Sequence - the "Secret" Structure of Movies

I knew there was something I was forgetting. When Malvin Wald died recently, I tried to remember what I actually learned in his class...but that was so long ago. I only remembered that he didn't know how to use a VCR, wrote the script for the most popular documentary of Marilyn Monroe, and the guy who wrote a Crossroads won the Nissan FOCUS award.

What I was missing, and so desperately needed to remember, was Sequence. I was reminded of this when someone on Triggerstreet asked if anyone used the Sequence approach. Ding-ding! Bells went off, and I Googled it. Turns out there's a book on the subject now.
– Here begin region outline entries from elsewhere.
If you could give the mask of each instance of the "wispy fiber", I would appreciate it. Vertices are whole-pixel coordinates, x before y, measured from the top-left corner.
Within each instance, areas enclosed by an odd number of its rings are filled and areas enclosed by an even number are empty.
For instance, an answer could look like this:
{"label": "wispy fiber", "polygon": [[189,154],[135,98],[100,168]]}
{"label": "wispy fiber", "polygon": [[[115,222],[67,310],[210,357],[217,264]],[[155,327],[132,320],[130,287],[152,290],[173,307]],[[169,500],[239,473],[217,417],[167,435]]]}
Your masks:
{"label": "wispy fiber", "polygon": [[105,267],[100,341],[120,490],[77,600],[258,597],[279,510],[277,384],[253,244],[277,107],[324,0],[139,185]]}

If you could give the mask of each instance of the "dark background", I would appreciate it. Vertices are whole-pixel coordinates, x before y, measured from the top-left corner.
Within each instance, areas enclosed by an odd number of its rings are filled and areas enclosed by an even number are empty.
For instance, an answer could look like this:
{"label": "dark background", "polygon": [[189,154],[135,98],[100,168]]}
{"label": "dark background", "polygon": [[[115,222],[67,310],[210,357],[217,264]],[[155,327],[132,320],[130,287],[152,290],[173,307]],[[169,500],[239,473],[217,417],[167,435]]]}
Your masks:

Now, you read a lot about the Three Act Structure, which is the most common (though certainly not only) dramatic structure for plays in Western literature. Screenplays, in many ways, evolved from stage plays...but there was one physical element of early movies that was a stronger determining factor than drama in how a film was put together: the reel.

Reels were ten minutes long. Each reel typically was a self-contained mini-movie, or sequence. The sequences still hold together in the context of a larger narrative, build on one another and move the overall story forward - but by making each ten-minute section it's own piece of narrative, you keep the movie, well, moving.
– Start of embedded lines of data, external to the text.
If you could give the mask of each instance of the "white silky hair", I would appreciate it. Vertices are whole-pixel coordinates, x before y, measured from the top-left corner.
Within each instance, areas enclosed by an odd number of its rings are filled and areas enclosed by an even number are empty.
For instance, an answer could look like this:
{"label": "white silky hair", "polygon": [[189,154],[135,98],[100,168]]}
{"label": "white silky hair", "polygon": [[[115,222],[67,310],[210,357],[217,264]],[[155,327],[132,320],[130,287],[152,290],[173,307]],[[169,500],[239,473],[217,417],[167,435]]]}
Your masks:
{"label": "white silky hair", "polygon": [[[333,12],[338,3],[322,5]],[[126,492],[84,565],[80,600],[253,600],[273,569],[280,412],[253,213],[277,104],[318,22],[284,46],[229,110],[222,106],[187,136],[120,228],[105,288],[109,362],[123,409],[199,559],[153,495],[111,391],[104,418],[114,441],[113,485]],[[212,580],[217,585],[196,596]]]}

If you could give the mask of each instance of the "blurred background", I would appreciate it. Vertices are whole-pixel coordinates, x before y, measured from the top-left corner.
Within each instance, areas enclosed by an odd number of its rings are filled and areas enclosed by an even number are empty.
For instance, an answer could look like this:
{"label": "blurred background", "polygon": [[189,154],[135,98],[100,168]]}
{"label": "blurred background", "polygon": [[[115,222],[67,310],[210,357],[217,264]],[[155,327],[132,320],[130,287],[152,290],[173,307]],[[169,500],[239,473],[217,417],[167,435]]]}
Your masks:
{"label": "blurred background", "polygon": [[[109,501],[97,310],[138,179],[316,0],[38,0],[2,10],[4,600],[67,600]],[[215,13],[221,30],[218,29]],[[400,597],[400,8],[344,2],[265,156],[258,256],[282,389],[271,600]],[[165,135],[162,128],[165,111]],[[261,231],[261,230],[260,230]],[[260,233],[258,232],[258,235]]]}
An average movie would have eight or nine sequences. Each one focuses on a character, leads up to a complication, and has a resolution (if only a partial one, that leads to further complications - and thus further sequences.) These sequences can blend well with a three-act structure, the mini-resolutions falling around the turning points, or they can be seen as following their own rhythm. Shorter sequences, interspersed, can be used to develop sub-plots.

As a screenwriter, it's less intimidating to approach ten- to twelve-page sections. As a film-goer, it's more interesting to watch a film that has smaller sequences with rising action, conflict and resolution in each of them. It's also closer to the approach used by TV writers (each section between commercials is sometimes called an "act" but is really a sequence.)

By focusing on sequences, it becomes much easier to keep the story moving through the dreaded middle-of-the-second-act doldrums.

I've been stuck on a screenplay for months. Starting it, stopping, looking at my outline, re-evaluating my characters - because I couldn't find a way to get through the middle to the end. I had my beginning and ending down, and was on the verge of letting this one go...but remembering Sequences has let me work out an outline for the entire main plot of my screenplay, and I'm going through now and fine-tuning it. But it's all there. And my "second act" has not four Sequences, but five. And if I feel that I need to break them down further, I can - keeping in mind that each one needs to have rising action and a resolution.